ECAC (SemEval-2024 Task 3)

Organized by Fan1834 - Current server time: March 27, 2025, 5:22 p.m. UTC

Previous

Evaluation
Jan. 16, 2024, noon UTC

Current

Post-Evaluation
Feb. 1, 2024, noon UTC

End

Competition Ends
Never

SemEval-2024 Task 3: The Competition of Multimodal Emotion Cause Analysis in Conversations (ECAC)

Visit our task website: SemEval-2024_ECAC; Join the mailing group: ECF_ECA@googlegroups.com.
Our task paper and the papers submitted by the participating teams are available on the official website!
Please fill in your registered user information on the online form!

The ability to understand emotions is an essential component of human-like artificial intelligence, as emotions greatly influence human cognition, decision-making, and social interactions.
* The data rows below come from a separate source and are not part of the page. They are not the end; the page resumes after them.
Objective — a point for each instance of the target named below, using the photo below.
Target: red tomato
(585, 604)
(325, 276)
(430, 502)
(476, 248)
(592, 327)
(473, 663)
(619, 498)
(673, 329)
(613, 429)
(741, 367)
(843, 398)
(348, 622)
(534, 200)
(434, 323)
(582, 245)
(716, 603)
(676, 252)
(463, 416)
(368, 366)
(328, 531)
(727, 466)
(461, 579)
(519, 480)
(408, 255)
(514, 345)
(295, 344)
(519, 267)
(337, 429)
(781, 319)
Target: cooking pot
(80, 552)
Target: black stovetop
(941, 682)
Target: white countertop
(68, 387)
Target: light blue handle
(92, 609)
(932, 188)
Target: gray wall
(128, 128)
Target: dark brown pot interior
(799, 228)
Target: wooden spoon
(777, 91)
Emotion Cause Analysis, the task of identifying the potential causes behind an individual’s emotional state, is of great importance.

Based on the multimodal conversational emotion cause dataset we built, we define the following two subtasks:

Subtask 1: Textual Emotion-Cause Pair Extraction in Conversations

  • Task definition: Extracting all emotion-cause pairs from the given conversation solely based on text, where the emotion cause is defined and annotated as a textual span.
    • Input: a conversation containing the speaker and the text of each utterance
    • Output: all emotion-cause pairs, where each pair contains an emotion utterance along with its emotion category and the textual cause span in a specific cause utterance, e.g., (3_joy, 2_You made up!). The emotion category should be one of Ekman’s six basic emotions including Anger, Disgust, Fear, Joy, Sadness and Surprise. * Note: There may be multiple cause spans corresponding to the same emotion, thus forming multiple pairs.
  • Task example:
{
"conversation_ID": 5,
"conversation": [
	{
		"utterance_ID": 1,
		"text": "Oh , look , wish me luck !",
		"speaker": "Rachel",
		"emotion": "joy"
	},
	{
		"utterance_ID": 2,
		"text": "What for ?",
		"speaker": "Monica",
		"emotion": "neutral"
	},
	{
		"utterance_ID": 3,
		"text": "I am gonna go get one of those job things .",
		"speaker": "Rachel",
		"emotion": "joy"
	}
	],
"emotion-cause_pairs": [
	[
		"1_joy",
		"3_I am gonna go get one of those job things ."
	],
	[
		"3_joy",
		"3_I am gonna go get one of those job things ."
	]
	]
}
  • Evaluation metrics: In addition to the micro F1 score, we also calculate a weighted average of F1 scores across the six emotion categories. For the textual cause span, we adopt two strategies to determine whether the span is extracted correctly: Strict Match (the predicted span should be exactly the same as the annotated span) and Proportional Match (considering the overlap proportion of the predicted span and the annotated one).
    • w-avg. Strict F1
    • w-avg. Proportional F1 (main)
    • Strict F1
    • Proportional F1

Subtask 2: Multimodal Emotion-Cause Pair Extraction in Conversations

  • Task definition: In consideration of three modalities, extracting all emotion-cause pairs in the conversation, where the emotion cause is defined and annotated at the utterance level and each utterance is represented by text, audio and video.
    • Input: a conversation including the speaker, text, and audio-visual clip for each utterance
    • Output: all emotion-cause pairs, where each pair contains an emotion utterance along with its emotion category and a cause utterance, e.g., (5_disgust, 5).
  • Task example:
{
"conversation_ID": 5,
"conversation": [
	{
		"utterance_ID": 1,
		"text": "Oh , look , wish me luck !",
		"speaker": "Rachel",
		"emotion": "joy",
		"video_name": "dia5utt1.mp4"
	},
	{
		"utterance_ID": 2,
		"text": "What for ?",
		"speaker": "Monica",
		"emotion": "neutral",
		"video_name": "dia5utt2.mp4"
	},
	{
		"utterance_ID": 3,
		"text": "I am gonna go get one of those job things .",
		"speaker": "Rachel",
		"emotion": "joy",
		"video_name": "dia5utt3.mp4"
	}
	],
"emotion-cause_pairs": [
	[
		"1_joy",
		"3"
	],
	[
		"3_joy",
		"3"
	]
	]
}
  • Evaluation metrics: In addition to the micro F1 score, we also calculate a weighted average of F1 scores across the six emotion categories.
    • w-avg. F1 (main)
    • F1

Evaluation

The calculation instructions for each evaluation metric and the official evaluation script are available on GitHub.

Terms and Conditions

We provide the following terms and conditions to clearly outline the guidelines that participants must adhere to. The organizers reserve the right to modify the following terms in any manner, and in such cases, the modifications will be announced through our Google Group and CodaLab forum. Participants may contact the organizers if any of the following terms raises your concern. 

Participation

Participation in this competition signifies your full agreement to these terms and conditions. You should understand and agree that your submissions and scores may be made public.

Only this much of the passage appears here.